Marianella always did that to her.

“What?” Marianella cried. “What is it?”

“We have a problem,” Sofia said carefully.

Marianella’s eyes went wide and scared. “He wants you to kill me.”

“Yes.” Sofia squeezed Marianella’s hands.

Marianella sucked in a deep breath, and that act of breathing made Sofia aware of how vulnerable Marianella was, if you knew the right places to stab, to hit, to dismantle.

Which Sofia did.

Silence filled the bedroom, thick and choking. And when Marianella broke it, she said exactly what Sofia didn’t want to hear.

“Did he program you?” Marianella’s voice was flat. Empty.

Sofia closed her eyes. It was a fair question—she was still programmable—and she couldn’t begrudge Marianella asking it. But it hurt anyway, a hurt like coming out of the music.

“No.”

Marianella sighed with relief, a long whoosh of air that hurt Sofia even more.

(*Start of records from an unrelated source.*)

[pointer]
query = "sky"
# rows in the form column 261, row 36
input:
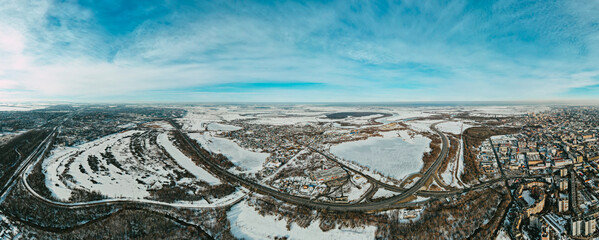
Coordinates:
column 291, row 51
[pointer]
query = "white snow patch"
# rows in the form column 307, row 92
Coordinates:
column 248, row 224
column 390, row 154
column 453, row 127
column 185, row 161
column 244, row 158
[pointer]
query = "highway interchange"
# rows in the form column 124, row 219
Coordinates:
column 397, row 201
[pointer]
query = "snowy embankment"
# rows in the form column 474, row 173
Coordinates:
column 455, row 168
column 248, row 160
column 69, row 168
column 390, row 154
column 453, row 127
column 185, row 161
column 248, row 224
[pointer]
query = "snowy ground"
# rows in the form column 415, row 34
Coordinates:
column 248, row 224
column 391, row 154
column 185, row 161
column 249, row 160
column 88, row 166
column 453, row 127
column 384, row 193
column 449, row 176
column 20, row 107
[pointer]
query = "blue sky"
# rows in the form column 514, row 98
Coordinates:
column 341, row 51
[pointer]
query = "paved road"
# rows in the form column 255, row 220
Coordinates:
column 389, row 203
column 24, row 164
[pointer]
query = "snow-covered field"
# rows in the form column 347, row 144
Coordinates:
column 108, row 166
column 185, row 161
column 390, row 154
column 249, row 160
column 453, row 127
column 20, row 107
column 248, row 224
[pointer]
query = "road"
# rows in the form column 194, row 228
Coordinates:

“He gave me the option of doing it on my own first.”

“Are you going to?”

“No, of course not.”

Marianella closed her eyes, and her lips moved silently, the first lines of the Hail Mary.

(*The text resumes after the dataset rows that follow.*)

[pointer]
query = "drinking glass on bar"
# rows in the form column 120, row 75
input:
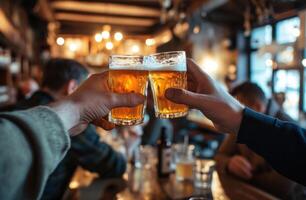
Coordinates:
column 203, row 173
column 127, row 74
column 184, row 162
column 167, row 70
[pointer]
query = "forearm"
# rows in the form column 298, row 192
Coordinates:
column 282, row 144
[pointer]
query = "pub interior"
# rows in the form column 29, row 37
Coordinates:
column 255, row 50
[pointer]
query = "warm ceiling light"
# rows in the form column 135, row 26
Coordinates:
column 196, row 29
column 135, row 48
column 296, row 32
column 118, row 36
column 109, row 45
column 105, row 34
column 98, row 37
column 60, row 41
column 269, row 63
column 304, row 62
column 150, row 42
column 73, row 47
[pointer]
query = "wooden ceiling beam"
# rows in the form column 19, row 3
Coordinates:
column 107, row 8
column 124, row 21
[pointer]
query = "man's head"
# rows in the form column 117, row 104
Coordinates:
column 251, row 95
column 63, row 76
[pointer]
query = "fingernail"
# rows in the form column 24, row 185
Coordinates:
column 170, row 92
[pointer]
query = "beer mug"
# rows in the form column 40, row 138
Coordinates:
column 167, row 70
column 127, row 74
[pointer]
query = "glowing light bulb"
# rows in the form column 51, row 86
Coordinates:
column 304, row 62
column 60, row 41
column 73, row 47
column 196, row 29
column 118, row 36
column 269, row 63
column 296, row 32
column 150, row 42
column 105, row 34
column 135, row 48
column 109, row 46
column 98, row 37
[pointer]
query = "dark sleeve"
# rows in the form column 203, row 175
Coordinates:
column 282, row 144
column 227, row 149
column 97, row 156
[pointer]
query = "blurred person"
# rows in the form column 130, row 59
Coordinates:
column 281, row 143
column 60, row 78
column 26, row 88
column 280, row 98
column 239, row 160
column 32, row 142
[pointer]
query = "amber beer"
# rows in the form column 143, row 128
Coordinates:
column 167, row 70
column 126, row 75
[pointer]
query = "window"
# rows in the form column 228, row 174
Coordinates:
column 261, row 36
column 287, row 31
column 286, row 56
column 261, row 71
column 288, row 81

“You didn’t think I was going to kill you, did you? I mean, really?” Sofia reached out, tentatively, and pressed her hand against the side of Marianella’s face. Marianella leaned into her touch, sighing, and with that, Sofia stretched her arm around Marianella’s shoulder and drew her close. She wanted to feel the warmth and softness of her body, wanted to feel that blood pumping through Marianella’s veins. It was the strangest sort of comfort.

“I don’t know what I think, Sofia.” Marianella laid her head on Sofia’s shoulder. “I just– How could you do it?” she asked. “How could you work for that—that monster?” She turned her head just enough that her hair brushed across Sofia’s shoulder. “You may not care that he kills humans, but he just asked you to kill a cyborg. And what do you say about that?”

“I had to work with him,” Sofia said. “It’s part of my plan.”

“Your plan, your plan!” Marianella pulled away, whirled to face her. “You’re helping Ignacio Cabrera, the man responsible for starving half of Hope City, just so Araceli can mess around with your programming?”